C’è quell’istante in cui il velo di Maya viene squarciato al punto di rivelare la Conoscenza. Quell’istante, fragoroso quanto lo strepitio del fuoco che circonda il carro di Elia mentre sale in cielo, appartiene alla Vergine del Sole Yma Sumac ed è l'attimo in cui in "Chuncho" la cantante peruviana intona la nota più alta mai registrata in un brano musicale. In quel breve pezzo dalle forti tinte esotiche l'Usignolo delle Ande si diletta ad imitare le voci delle creature della foresta e nel cimentarsi in una sì ardua prova ove si misura col ruggito del leone e col cinguettio degli uccelli, riesce a coprire con la voce l'estensione di quattro ottave, dal baritono al soprano di coloratura. Nessuna donna aveva mai osato tanto, nessuna donna aveva mai ottenuto tanto.

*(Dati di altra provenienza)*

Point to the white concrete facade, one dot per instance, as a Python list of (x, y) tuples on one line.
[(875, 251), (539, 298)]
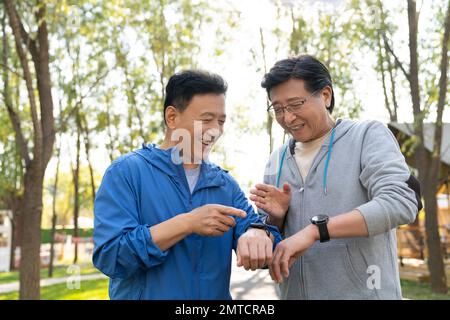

Di Yma Sumac si è detto tutto e non si è detto nulla. Donna bellissima, dai tratti somatici troppo squisitamente peruviani da sconfessare quella diceria secondo cui sarebbe nata negli Stati Uniti col nome di Amy Camus, così fascinosa da rendere credibile la sua discendenza dalla stirpe degli Imperatori Inca per ereditare quel legame diretto col Dio Sole da cui inevitabilmente avrebbe ricevuto in dono il talento della sua voce immortale. Troppo cristallina la sua dote per passare inosservata in questa esistenza, tanto che la sua fama crebbe e toccò il suo apice negli States dove, in compagnia del marito compositore e chitarrista Moisés Vivanco, iniziò ad esibirsi nelle più celebri sale da concerto americane e incise dei dischi per la Capitol Records rendendo celebri in tutto il mondo i canti tradizionali sudamericani e il mambo.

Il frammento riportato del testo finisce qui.